Bien que le procureur général près de la Cour de cassation Jean-Claude Marin s’en défende – il récuse toute idée de réquisitions « téléguidées » –, ce réquisitoire laisse chez les trois journalistes la même impression, celle d’une justice aux ordres. Le Monde parle ainsi de « consignes reçues de leur hiérarchie ». Pour le Figaro, « les deux vice-procureurs requièrent la relaxe, comme ils en ont reçu l’ordre. »

Un nouvel exemple qui s’ajoute à une longue liste et qui montre l’importance de notre proposition sur l’indépendance de la justice.

Révélations Bourgi : la lumière doit être faite et le chef de l’Etat s’expliquer

Par SHERPA et Transparence International France

Suite aux révélations de Robert Bourgi1, William Bourdon, avocat de TI France et président de l’association Sherpa, a demandé aux juges Grouman et Le Loire qui sont en charge de l’instruction de l’affaire dite des « biens mal acquis » de bien vouloir procéder à son audition. Les trois chefs d’Etat visés dans cette affaire font en effet parti des six qui auraient, selon M. Bourgi, financé les campagnes électorales de Jacques Chirac et d’autres hommes politiques français.

Il est très probable que  le témoignage de M. Bourgi permette d’éclairer les magistrats instructeurs quant aux conditions dans lesquelles les trois chefs d’Etat visés par la plainte de TI France ont fait l’acquisition en France d’un certain nombre de biens mobiliers et immobiliers dont l’ampleur exclut qu’ils soient le produit de leurs seuls salaires et émoluments personnels. En tout état de cause, si les allégations de M. Bourgi venaient à être confirmées, on comprendrait mieux pourquoi le Parquet a fait preuve de tant d’obstination pour tenter, en vain, de classer l’affaire des biens mal acquis.
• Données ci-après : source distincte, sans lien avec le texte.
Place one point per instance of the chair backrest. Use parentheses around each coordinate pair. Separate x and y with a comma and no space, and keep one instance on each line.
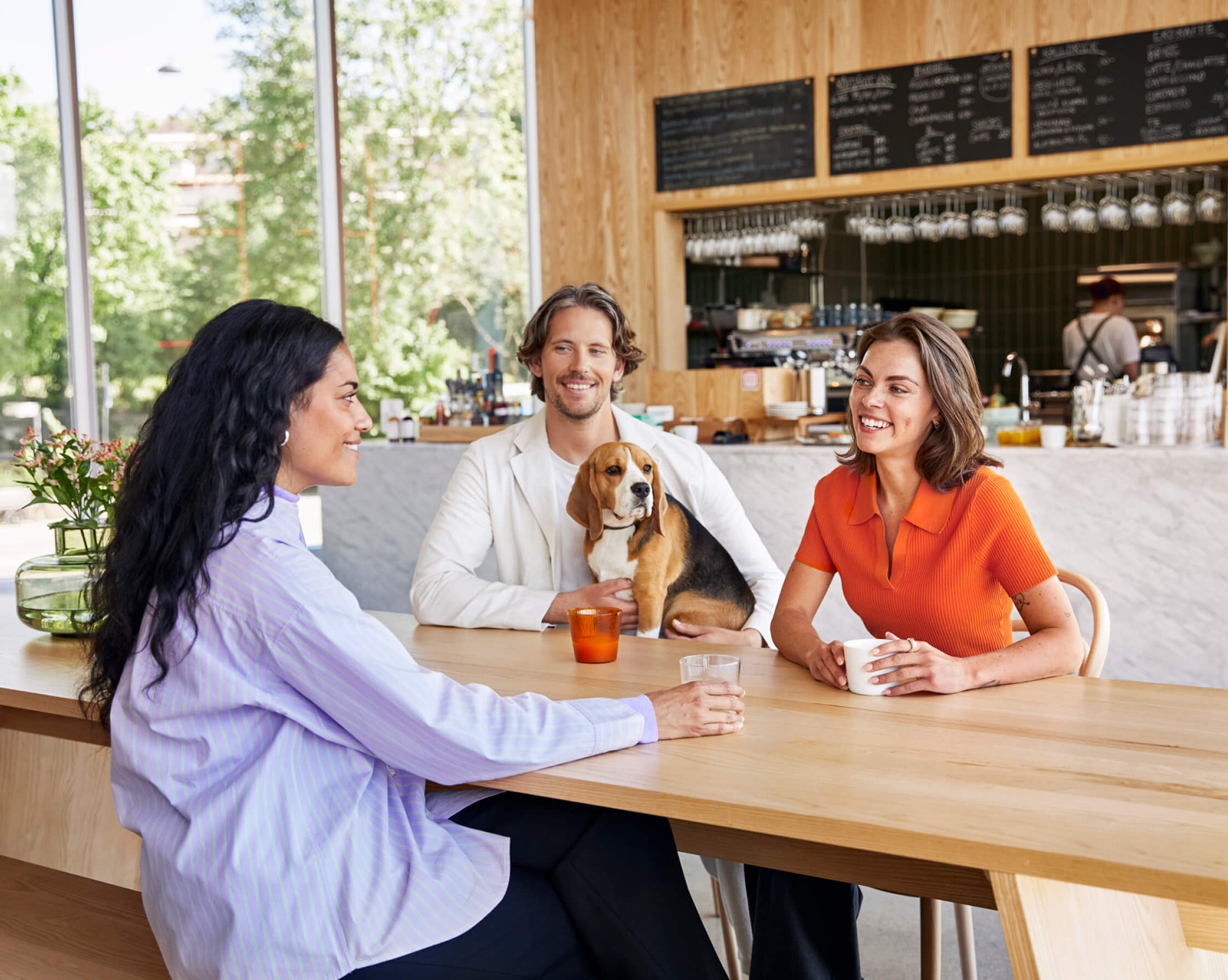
(1093,661)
M. Bourgi disant par ailleurs avoir informé Nicolas Sarkozy dès 2005 des informations qu’il vient de livrer à la presse, l’Elysée devrait sans attendre confirmer si cette conversation a oui ou non bien eu lieu. Si tel était le cas, on comprendrait alors mal pourquoi le chef de l’Etat, alors Ministre de l’Intérieur, n’a pas informé la justice ainsi que l’article 40 du code de procédure pénale l’y obligeait. On comprendrait encore moins comment il a pu par la suite honorer de la plus haute distinction de la République2, un homme lui avait confessé avoir été pendant des années un maillon essentiel de la Françafrique et du contournement des lois sur le financement de la vie politique.

1 Révélation parues dans le Journal Du Dimanche du 11.09.11 relatives au financement occulte de campagnes électorales de Jacques Chirac par plusieurs chefs d’Etats africains.
2 En septembre 2007, Nicolas Sarkozy lui a remis les insignes de chevalier de l’Ordre national de la légion d’honneur.